Designing a Durable P2P Storage System— Part 1

Akira
7 min readOct 5, 2023

--

Storage systems are critical system infrastructure for basically all forms of computing. Storage systems span a wide spectrum of deployment models and scales, including OS file system for local storage, distributed storage for cluster and data center scale systems, cloud storage for multi-tenant environment, and P2P storage for global deployment without centralized control.

Regardless of the deployment scenario, a fundamental requirement of a storage system is durability. Durability means that once a user stores a piece of information (a text file, a photo, a movie, or just a blob of data) into the system, they can retrieve the same data at any point in the future. The requirement makes intuitive sense: The reason users want to use a storage system in the first place is to make sure their data is never lost.

Durability is important for web2 cloud storage (e.g., Amazon S3, Dropbox, Google Cloud Storage), as data loss can result in user dissatisfaction and lost of customers. It is even more critical for blockchain and web3 applications. Unlike traditional storage systems, data stored and exchanged in these applications represent high-value assets. For instance, account records in Ethereum are worth more than $233 billion in total; the value of non-fungible tokens (NFTs) on blockchains such as Solana, Polygon, and Arbitrum can reach tens of billions of dollars by a conservative estimate. Imagine how you feel if your Bored Ape worth millions of dollars is suddenly gone due to data loss!

Why would data loss happen in a storage system? There can be many reasons, but most of them are related to a concept called failure. Suppose you are writing a report for your physics class in Microsoft Word. You clicked the Save button, and the report file is now stored on the local disk of your laptop (the actual process is much more complex, but we will ignore the details for now). Unfortunately, you later dropped your laptop, and the disk was completely damaged. Now you have lost your report and 10 hours of precious time! This is an example of a disk failure. Disk failure is just one type of failures that can lead to data loss. Other examples include corruption failure, machine failure, or even failure of the entire data center due to natural disasters (and yes, such event has actually happened before).

You may think failures happen rather infrequently. If you look at individual devices, yes, that might be true. Hardware manufacturers make sure the devices you get are fairly reliable. For instance, a hard disk usually has a mean time to failure (MTTF) about a few years. Things, however, get more tricky at larger scale. When a storage system uses tens of thousands of disks, even though each individual disk is reliable, the MTTF of the entire system drops to months or even days — meaning you would expect some disk will failure in just a few days. That is just basic mathematics!

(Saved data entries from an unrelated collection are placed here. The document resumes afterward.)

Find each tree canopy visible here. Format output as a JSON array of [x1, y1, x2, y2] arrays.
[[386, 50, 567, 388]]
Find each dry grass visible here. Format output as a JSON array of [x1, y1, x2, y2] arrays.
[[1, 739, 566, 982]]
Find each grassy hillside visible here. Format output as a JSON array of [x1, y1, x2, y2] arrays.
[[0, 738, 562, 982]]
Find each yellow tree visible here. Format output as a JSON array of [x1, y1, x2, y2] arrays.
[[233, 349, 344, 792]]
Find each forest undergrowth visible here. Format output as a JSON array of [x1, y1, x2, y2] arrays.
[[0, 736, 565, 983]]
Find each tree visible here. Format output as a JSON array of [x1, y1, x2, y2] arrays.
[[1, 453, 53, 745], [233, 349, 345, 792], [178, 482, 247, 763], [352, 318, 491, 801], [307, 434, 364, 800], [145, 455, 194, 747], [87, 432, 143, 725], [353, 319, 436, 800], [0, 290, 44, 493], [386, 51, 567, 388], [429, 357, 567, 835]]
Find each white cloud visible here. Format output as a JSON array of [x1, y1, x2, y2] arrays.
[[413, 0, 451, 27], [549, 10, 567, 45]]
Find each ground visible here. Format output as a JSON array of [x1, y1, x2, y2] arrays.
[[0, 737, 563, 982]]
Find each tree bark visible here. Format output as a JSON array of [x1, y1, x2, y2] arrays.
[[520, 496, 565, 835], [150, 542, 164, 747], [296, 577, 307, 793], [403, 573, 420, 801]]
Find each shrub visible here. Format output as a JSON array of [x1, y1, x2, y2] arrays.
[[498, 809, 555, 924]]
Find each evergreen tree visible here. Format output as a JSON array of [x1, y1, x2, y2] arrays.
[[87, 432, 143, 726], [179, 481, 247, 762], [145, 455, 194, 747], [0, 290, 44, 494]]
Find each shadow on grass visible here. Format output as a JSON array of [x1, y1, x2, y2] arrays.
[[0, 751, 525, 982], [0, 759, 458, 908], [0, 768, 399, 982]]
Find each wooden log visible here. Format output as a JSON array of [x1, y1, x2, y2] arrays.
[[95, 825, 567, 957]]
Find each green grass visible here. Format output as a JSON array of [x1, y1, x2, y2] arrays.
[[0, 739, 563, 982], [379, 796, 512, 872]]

Obviously, a storage system can’t simply lose user data when some disk fails. How do they deal with issue? The most common strategy is redundancy. By replicating a piece of data on multiple devices, the likelihood that all of these devices fail at the same time becomes much smaller (again, by basic probability theory). As long as one of these devices is still functioning, the user can retrieve their data. This simple replication technique is illustrated below.

Basic replication-based redundancy scheme. By replicating the same file on three different disks, even when two of the disks have failed, the file can be retrieved from the remaining functional disk.

Replication is the simplest form of redundancy. It is not hard to deduce that to tolerate one device failure without losing a file, the scheme requires storing two copies of the file. That is a 2x storage overhead. Can we do better than that? Turns out, we can use a technique in information theory called erasure coding to reduce the redundancy level. We are not going into the nitty-gritty of erasure coding (there are many online materials) in this blog, but use the following simple example to illustrate the concept of erasure coding.

We can divide a file into equal-sized chunks and number them in sequence. For each pair of chunks (e.g., chunk 1 and chunk 2, chunk 3 and chunk 4), we apply XOR to create a third chunk called the parity chunk. We then store all the odd-numbered chunks on one disk, all the even-numbered chunks on a second disk, and all the parity chunks on a third disk. Now, suppose the first disk failed after some time. How to retrieve the original data? We can read all the even-numbered and parity chunks from the remaining two disks, and apply XOR again. Properties of XOR ensure that the resulting chunks are the original odd-numbered chunks! But you may ask, how does all this complexity improve redundancy? Well, the first two disks combined store the original data, so we only need to consider how many parity blocks we have created. Since each pair of data chunks generates one parity chunk, the scheme effectively stores 50% extra data. That is a 1.5x storage overhead, a significant improvement over the simple replication scheme (2x). Of course, there are many more advanced erasure coding schemes that can further reduce the redundancy level.

Redundancy-based approach only works when the number of failures is below the tolerance level. For instance, the erasure coding setup above can only tolerate one disk failure; if two disks fail simultaneously, user data can no longer be recovered from the remaining disk.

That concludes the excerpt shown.